About Michael T. Wolfinger



I am a computational RNA biologist and Principal Investigator at the University of Vienna, working at the interface of RNA structure, folding, design, and interpretation.

Michael T. Wolfinger

I lead research as a Principal Investigator at the University of Vienna and am affiliated with the Theoretical Biochemistry Group (TBI), a long-standing centre of RNA bioinformatics and home of the ViennaRNA Package. In 2023 and 2024, I served as a visiting professor at the University of Freiburg.

My work brings together method development and biological application, with a particular focus on RNA systems where structure changes the interpretation.

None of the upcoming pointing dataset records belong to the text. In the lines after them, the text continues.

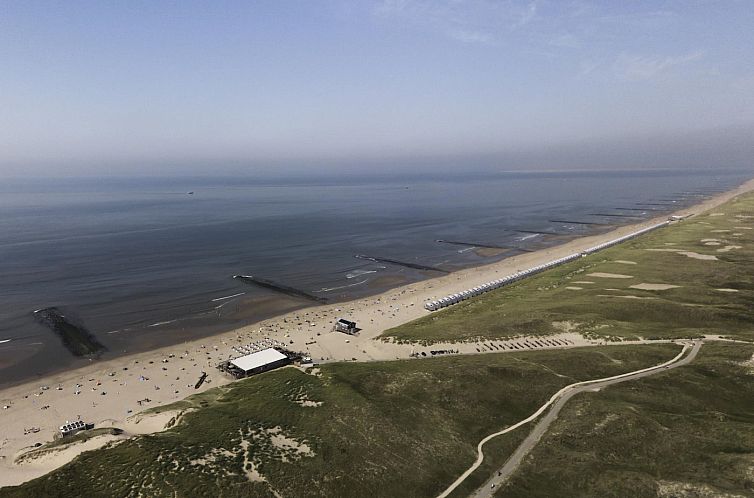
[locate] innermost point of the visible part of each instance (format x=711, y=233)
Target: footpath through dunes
x=551, y=410
x=108, y=393
x=387, y=429
x=685, y=433
x=630, y=291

In addition to academic research, I founded RNA Forecast, through which I offer workshops, design reviews, and focused advisory support for research groups and biotech teams that need external expertise in computational RNA biology.

Research Profile

My publication record spans method development, comparative genomics, virus bioinformatics, RNA design, and molecular modelling. A recurring feature of that work is that it moves between formal method development and biologically concrete systems, especially where sequence alone no longer settles the question.

This includes work on:

  • RNA structure prediction informed by thermodynamics, probing data, and comparative evidence
  • folding kinetics and cotranscriptional effects in regulatory and designed RNA systems
  • comparative analysis of structured viral RNAs, especially in flaviviral untranslated regions
  • RNA-protein interaction modeling and structure-guided refinement workflows
  • machine learning methods where they accelerate a well-defined RNA analysis problem

Teaching and Collaboration

Teaching and collaborative work are a substantial part of what I do. Since 2005, I have taught computational RNA biology in university courses, workshops, and small-group settings, and I have worked with collaborators across virology, structural biology, synthetic biology, and RNA bioinformatics.

Much of that work sits at the boundary between computation and experiment: helping define which structural questions can be answered computationally, which ones need additional evidence, and how both sides can be brought into a usable workflow.